Angst und Zweifel

Liebe Leserinnen und Leser.

Heute braucht ihr meinen Beitrag nicht zu lesen, denn er ist unendlich lange und beschäftigt sich vorwiegend nur mit meinen Gefühlen. Da ich mir aber geschworen habe, so weit es irgendwie möglich ist und niemand anderen verletzt, ehrlich zu sein, geht es heute um meine eigene Angst, mein Unvermögen und um meine Zweifel.

Mittlerweile wurde die Homepage www.herzundliebe.com über 325 000 mal angeklickt oder längere Zeit besucht. Meine Gedanken zur Lebensfreude und Dankbarkeit auf http://freude-im-leben.blogspot.co.at/ haben auch schön ca. 73.800 Menschen geöffnet. Fast immer steht da zu lesen, dass ich demütig, dankbar, glücklich, zufrieden und voller Freude im Leben bin. Das stimmt auch, denn ich habe mich immer so gefühlt, egal wie die anderen dies sehen.

Heute ist das anders. Ich habe Angst, ja ich habe große Angst. Meine Angst beruht darauf, Gott und vor allem mir selbst nicht zu genügen. Als gelernter Lebensfreude und Mentaltrainer sollte mir so etwas nicht passieren. Ich habe ja mit Wolfgang Reichl und http://www.re-agieren.at/ sehr viel gelernt, was Selbstwert, Selbstvertrauen und Selbstliebe betrifft.

Letzte Woche haben mich aber meine Gefühle völlig überrascht und ich habe viele Tränen geweint.

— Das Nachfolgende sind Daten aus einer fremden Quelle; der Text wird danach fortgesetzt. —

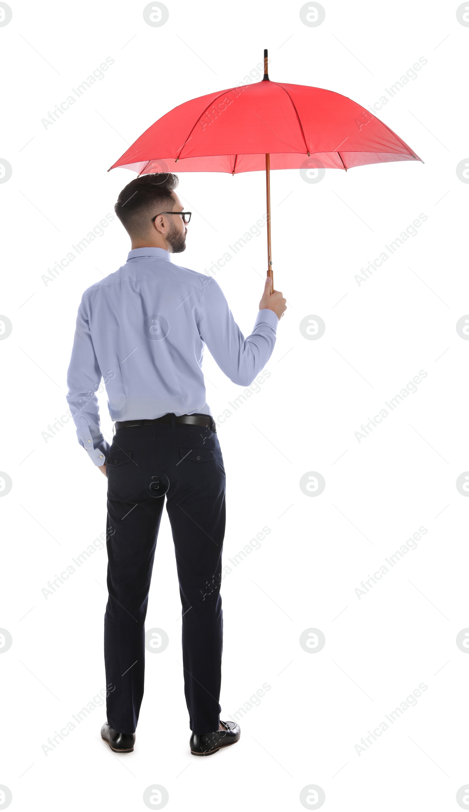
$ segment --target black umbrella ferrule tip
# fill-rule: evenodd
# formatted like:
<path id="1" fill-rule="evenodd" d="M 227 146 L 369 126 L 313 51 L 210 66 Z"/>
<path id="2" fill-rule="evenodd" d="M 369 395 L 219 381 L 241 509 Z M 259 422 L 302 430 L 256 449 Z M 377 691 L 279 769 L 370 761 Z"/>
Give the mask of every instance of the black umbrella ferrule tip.
<path id="1" fill-rule="evenodd" d="M 267 66 L 268 66 L 267 48 L 265 48 L 264 49 L 264 77 L 262 79 L 263 82 L 269 82 L 270 80 L 269 79 L 269 72 L 268 72 L 268 70 L 267 70 Z"/>

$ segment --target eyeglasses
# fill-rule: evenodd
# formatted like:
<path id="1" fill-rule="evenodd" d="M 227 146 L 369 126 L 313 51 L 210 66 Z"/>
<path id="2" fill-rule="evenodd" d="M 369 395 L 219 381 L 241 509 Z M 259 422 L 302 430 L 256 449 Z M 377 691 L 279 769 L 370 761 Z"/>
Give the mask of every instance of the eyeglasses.
<path id="1" fill-rule="evenodd" d="M 189 221 L 191 219 L 191 214 L 192 214 L 191 211 L 161 211 L 160 212 L 160 214 L 180 214 L 181 217 L 183 218 L 183 222 L 186 226 L 187 225 L 187 223 L 189 222 Z M 157 218 L 160 216 L 160 214 L 155 214 L 155 216 L 152 218 L 152 222 L 154 222 L 155 220 L 157 219 Z"/>

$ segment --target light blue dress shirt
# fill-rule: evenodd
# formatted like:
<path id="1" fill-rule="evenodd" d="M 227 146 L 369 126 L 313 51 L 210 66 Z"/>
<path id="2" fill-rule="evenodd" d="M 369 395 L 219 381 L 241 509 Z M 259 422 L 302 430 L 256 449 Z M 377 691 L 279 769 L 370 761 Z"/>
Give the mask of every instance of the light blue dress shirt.
<path id="1" fill-rule="evenodd" d="M 96 396 L 101 378 L 112 420 L 211 415 L 205 344 L 230 380 L 247 387 L 272 354 L 278 324 L 273 310 L 260 310 L 245 339 L 213 277 L 175 265 L 163 248 L 131 251 L 115 274 L 84 292 L 78 310 L 67 400 L 80 444 L 96 465 L 107 462 Z"/>

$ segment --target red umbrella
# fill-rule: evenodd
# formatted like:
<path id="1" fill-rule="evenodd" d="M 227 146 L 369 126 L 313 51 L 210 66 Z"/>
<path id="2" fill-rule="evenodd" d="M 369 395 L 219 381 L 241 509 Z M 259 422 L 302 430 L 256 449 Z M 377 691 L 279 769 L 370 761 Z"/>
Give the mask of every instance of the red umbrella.
<path id="1" fill-rule="evenodd" d="M 270 169 L 352 166 L 421 161 L 411 147 L 346 96 L 269 79 L 209 93 L 158 119 L 116 161 L 152 172 L 253 172 L 265 170 L 268 275 L 272 277 Z M 110 171 L 110 170 L 108 170 Z"/>

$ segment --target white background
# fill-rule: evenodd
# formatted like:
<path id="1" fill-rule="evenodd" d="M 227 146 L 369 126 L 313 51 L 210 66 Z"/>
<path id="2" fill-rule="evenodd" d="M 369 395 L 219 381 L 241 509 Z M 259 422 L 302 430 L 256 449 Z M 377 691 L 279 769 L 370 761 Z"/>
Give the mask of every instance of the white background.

Ich fühlte mich einfach so klein, so schwach, so hilflos und trotzdem so dankbar, wie nie zuvor. Das Leben ist einfach so gut zu mir, ja ich durfte Gottes Liebe jeden Tag sehr intensiv spüren und stehe auch dazu.

Ein Augenblick war schöner als der andere, jeder Tag noch erfolgreicher als der zuvor, rundum hat einfach alles super gepasst. Abends war ich mit meiner Frau zusammen, sammelte Beiträge für unser Buchprojekt der Bio Heuregion oder ging einfach nur in unserem Paradies spazieren. Ja ich durfte jeden Tag so richtig geniessen. Trotzdem fühlte ich große Angst, Zweifel und Furcht in mir.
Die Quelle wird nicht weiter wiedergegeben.